やだちょっとカワイイ。~ワンちゃんと炭酸。2
「お座りの他にお手もできるんですよ、このワンちゃん」
「え、かしこい~。ホントにお利口さん!」
「向こうの舞台に連れていって、みなさんに披露しましょうか。お手とお座りのできるかしこい所を」
「あっ、ひょっとしてそれも、隠し芸になるんですか?」
なぜか、犬は硬直していた。表情を強張らせ、全身の毛を逆立てて、尻尾と耳をぴんと立てている。

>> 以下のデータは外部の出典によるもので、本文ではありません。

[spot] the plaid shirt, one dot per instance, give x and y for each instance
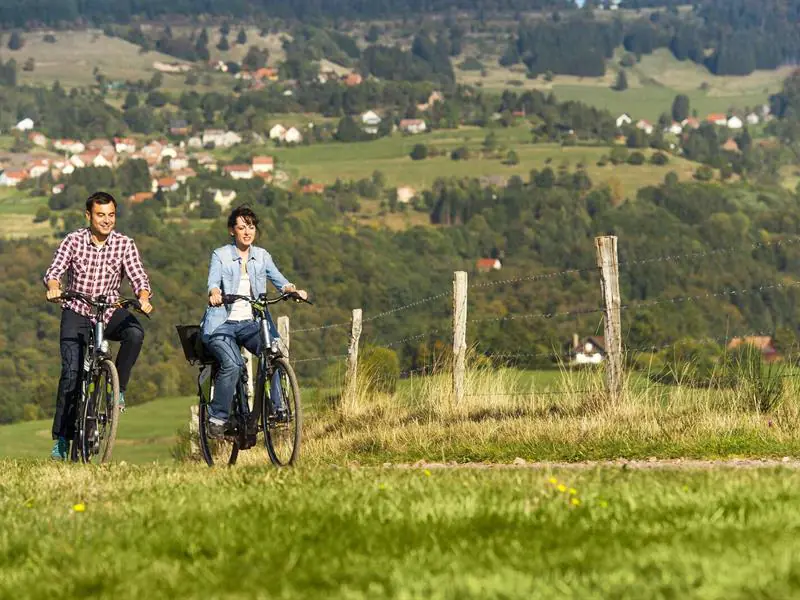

人間で言うなら、ざーっと青ざめて顔色を悪くしているような感じである。
「何だか楽しそう!」
「いや、」
阻止しようと言うかのように、ウィルフレッドが口をはさみかけたが、おばばがぐふぐふ笑いながら顔をあげ、「そりゃ良い考えじゃ」と言ったので言葉を止めた。

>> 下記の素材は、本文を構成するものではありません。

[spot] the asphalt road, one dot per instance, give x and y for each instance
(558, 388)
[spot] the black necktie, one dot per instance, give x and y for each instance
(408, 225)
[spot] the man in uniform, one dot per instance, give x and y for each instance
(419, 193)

「躾けは大切じゃしな。芸をするそれをみれば、みなも喜ぶであろうよ。バグバイプの演奏が終わったら、やればよかろ」
おばばの言葉に、犬は、それはそれは衝撃を受けたような顔をし、すがるような眼差しで店主を、ティラミスを、そしてウィルフレッドを見つめ、
どうにもならぬと悟ったのだろうか。尻尾をだらりとさせ、耳をぺたりと伏せて、うなだれた。いわゆるorzの姿勢である。
やっているのは、犬だが。
涙がはらはらと、目から落ちていた。
「あら? ワンちゃん泣いてる……どうしたの?」
前にいたティラミスが、まずそれに気がついた。店主はちら、とそれを見てから、持っていたピッチャーをテーブルに置いた。
「名前はルーザードですよ」
「あの変質者と同じ?」
ティラミスはちょっと顔をしかめた。
犬はぷるぷる震えながら、orzの姿勢を保っている。
「ええ、まあ。どうします? 同じ名前だと、可愛がる気もなくなりますか?」
「え、どうして? 変質者は変質者。ワンちゃんには関係ないじゃない」
ティラミスは答えた。おばばが、ふふ、と笑った。
「関係ないかの?」
「関係ないですよ。あたしにとって、ワンちゃんは可愛いワンちゃん」
ふふふ、とおばばが笑った。
「でも可哀相ね、あんな変質者と同じ名前つけられたなんて。ルーちゃん?」
「ルーちゃん……」
ばたっ、とおばばがまたテーブルに身を伏せた。ぐふぐふ笑っている。
ウィルフレッドはひたすら、犬から目を逸らしている。
「一緒に舞台に出ますか?」
「ううん。やめておく」
店主の言葉に、ティラミスはしかし首を振った。犬が顔を上げる。ティラミスはそっ、と頭をなでてやった。
「この子ちょっとびくびくしてるし……人前に出すの可哀相みたい。静かな所で休ませた方が良いんじゃない?」
「披露しなくても良いのですか? それをやるなら、歌に出なくても良いのですよ」
「あれ、そういう話だったの? んん、でも良いや。
ほら、ルーちゃん。怖がらなくて大丈夫。お利口ね……ちょっと人が多くて、怖いのよね。
紅さんがすぐ、静かなところでおねんねできるようにしてくれるからね?」
おばばがまたもや、げらげら笑いだした。
犬は、なぜかティラミスから目を逸らした。
「あなたがそう言うのなら、まあ。それで良いですけどね」
店主が言い、グラスにピッチャーの中身を注いだ。泡が立っている。
「あ、さっきの炭酸水?」
ティラミスは首をかしげた。さっきより、泡のたちが悪い。
「気が抜けちゃった?」
「そうですねー……」
「炭酸水?」
おばばはグラスに注がれた液体を眺め、眉をしかめた。
「紅どの。なんじゃ、これは」
「重曹とレモン汁を水に入れました。簡単なスポーツドリンクみたいなものです」
「なんだってそんなものを」
おばばが言いかけ、ティラミスを見て口をつぐんだ。
「スポーツドリンクじゃな」
「ええ」
ウィルフレッドがうさん臭そうな顔で、グラスを眺めている。
「飲めるのか、これ?」
「ほとんどが水です」
そう言うと、店主は自ら飲んで見せた。
「ふむ」
おばばがつぶやき、自分もグラスに注いで飲んでみる。
「お?」
目を丸くしてから、呆れたような顔になった。
「紅どの。貴重なしずくをこんな風に使うとは……」
「そのつもりはなかったのですが、……役には立ちました」
そう言うと、店主は犬をちらりと見た。おばばは、ああ、という顔をした。
「サー。こりゃ、貴重な飲み物じゃ。飲んでおけ」
そう言って、ウィルフレッドにすすめる。男は不審げな顔をしていたが、グラスに注いで一気にあおった。その顔が、驚きに彩られる。